Finland has switched to liquified natural gas supplies to cover the country’s needs following a decision on October 8 to shut down the Balticconnector offshore gas pipeline after Gasgrid Finland Oy and the Estonian gas transmission system operator Elering AS noticed an unusual drop in pressure in the pipeline that runs between the countries.
Damage to the Balticconnector pipeline and telecommunications cable was confirmed on October 10. As the investigation continues, Finnish Navy investigators reportedly said on October 24 they believed the damage to the Balticconnector was caused by the anchor of the Hong Kong-flagged Chinese-owned cargo vessel Newnew Polar Bear.
Finnish investigators have reportedly recovered a large ship’s anchor from near the spot where the Balticconnector pipeline was extensively damaged and are seeking to establish whether it came from the Chinese container vessel. They reportedly told reporters in Helsinki that the container ship was missing a front anchor.
Whether the pipeline damage was intentional, unintentional, or caused by “bad seafaring” is subject of the next phase in the probe, AP quoted officials as saying.
The state of the Finnish gas system is stable, and the supply of gas is secured via the Inkoo LNG floating terminal, state-owned transmission system operator Gasgrid Finland said in a statement. The terminal has the capacity and the ability to deliver the gas Finland needs, including in the coming winter, even though gas consumption is typically higher in winter seasons, it added.
Katja Yafimava, a senior research fellow at the Oxford Institute for Energy Studies, told NE Global on October 11 the EU-backed Balticconnector pipeline gave Finland an additional supply option by enabling the country to receive gas from the Latvian storage via Estonia.
“Without the Balticconnector, Finland’s gas security will depend exclusively on its ability to secure and pay for LNG cargoes only as it had terminated its gas contract with (Russian gas monopoly) Gazprom, which provided another option. It should be able to do so but at elevated prices,” she said.
Gas accounts for 5 percent of Finland’s energy supply.

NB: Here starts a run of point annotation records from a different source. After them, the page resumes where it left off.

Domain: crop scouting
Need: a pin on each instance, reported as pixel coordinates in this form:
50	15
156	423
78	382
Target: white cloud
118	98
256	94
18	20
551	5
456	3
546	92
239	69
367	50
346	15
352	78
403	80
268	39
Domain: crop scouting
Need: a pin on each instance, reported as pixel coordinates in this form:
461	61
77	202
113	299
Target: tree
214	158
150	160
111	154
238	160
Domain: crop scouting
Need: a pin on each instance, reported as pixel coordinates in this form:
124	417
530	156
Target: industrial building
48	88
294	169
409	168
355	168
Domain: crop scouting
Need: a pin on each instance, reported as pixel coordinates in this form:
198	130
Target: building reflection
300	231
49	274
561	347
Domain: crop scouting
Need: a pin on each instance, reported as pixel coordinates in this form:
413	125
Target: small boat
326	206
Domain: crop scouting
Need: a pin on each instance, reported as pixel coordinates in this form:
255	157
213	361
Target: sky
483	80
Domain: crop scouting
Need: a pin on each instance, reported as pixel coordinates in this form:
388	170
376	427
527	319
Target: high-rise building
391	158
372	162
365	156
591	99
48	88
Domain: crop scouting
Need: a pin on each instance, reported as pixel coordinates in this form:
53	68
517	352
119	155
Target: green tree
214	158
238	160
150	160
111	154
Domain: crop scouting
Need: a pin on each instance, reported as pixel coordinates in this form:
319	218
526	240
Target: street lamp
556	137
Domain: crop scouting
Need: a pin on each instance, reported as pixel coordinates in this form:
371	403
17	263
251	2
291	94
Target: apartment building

Gasgrid said market players have been instructed to ensure the gas supply they need by ordering it to Inkoo LNG floating terminal or the Hamina LNG terminal, so that the continuity of the gas supply is secured in the coming winter season.
“We have now an LNG terminal which started its operation at the beginning of the year, thus, there should not be any problem with gas supplies,” P2X Solutions Founder and CEO Herkko Plit told NE Global on October 11. Previously, Plit has served as the CEO of Baltic Connector Oy before the company became inactive and its activities were transferred into Gasgrid.
P2X Solutions Oy is a forerunner of hydrogen in Finland. Asked if the Baltic Connector can transfer hydrogen in the future, Plit said the pipeline “is not 100 percent equipped to distribute hydrogen but can be retrofitted into it”.
Gasgrid Finland confirmed on October 10 the suspected damage to the Balticconnector. Despite the findings, Gasgrid said the company continues the inspection operation in cooperation with Elering to cover other sections of the offshore pipeline. “The goal of the ongoing inspection operation is to get an accurate understanding of the condition of the entire offshore pipeline, after which planning for more detailed repair measures and their schedule can be started,” Gasgrid said.
Repairs could take months
“Based on preliminary expert assessments, it can be assumed that the planning of the repair work, the mobilization of the necessary underwater equipment and the actual repair measures, including the inspection of the repaired pipe section and commissioning, will last at least five months. Therefore, the earliest possible commissioning date of the Balticconnector pipeline would be at the beginning of April 2024,” Gasgrid said.
Finland tightens energy infrastructure security
NATO Secretary General Jens Stoltenberg reportedly said NATO was sharing its information over the damage and stands ready to support the allies concerned. Finland joined the military alliance in April, while Estonia has been a member since 2004. “The important thing now is to establish what happened and how this could happen,” Reuters quoted Stoltenberg as telling reporters in Brussels ahead of a meeting of the military alliance, adding, “If it is proven to be a deliberate attack on NATO-critical infrastructure, then this will be, of course, serious, but it will also be met by a united and determined response from NATO.”
On October 13, Finland reportedly tightened access to the Inkoo LNG port as part of efforts in the wider region to intensify security at energy installations.
Yafimava told NE Global it’s difficult to know which additional measures could be adopted as several European countries had already strengthened their security measures in respect of gas production and transportation infrastructure in the aftermath of Nord Stream explosions.
“It is important to determine who caused damage to the Balticconnector and whether it happened by accident or by design. If it happened by accident, for example, a loose anchor dragging on seabed during a storm could hit the pipeline and the cable then not much could be done as such things sometimes happen,” Yafimava said on October 11. “But if it happened by design, then one would need to understand the motivation behind it and act accordingly,” she added.
The Balticconnector, which can be used to pump gas in both directions, started commercial operations on January 1, 2020. It was planned as an EU Project of Common Interest in an effort to increase interconnectivity in Europe, boosting energy security. The pipeline links Inga, also known as Inkoo, in Finland and Paldiski in Estonia, with its subsea section running 77 kilometers across the Gulf of Finland. The eastern parts of the Gulf of Finland belong to Russia, and some of Russia’s most important oil harbors are located farthest in, near St Petersburg.
The fact that Nord Stream investigation has still not concluded, one year after the blasts, may have emboldened whoever damaged the Baltic Connector – if indeed it was done on purpose, the Oxford energy expert said, adding, “This is because attributing the blame for one attack normally acts as a deterrent against a repeated similar attack.”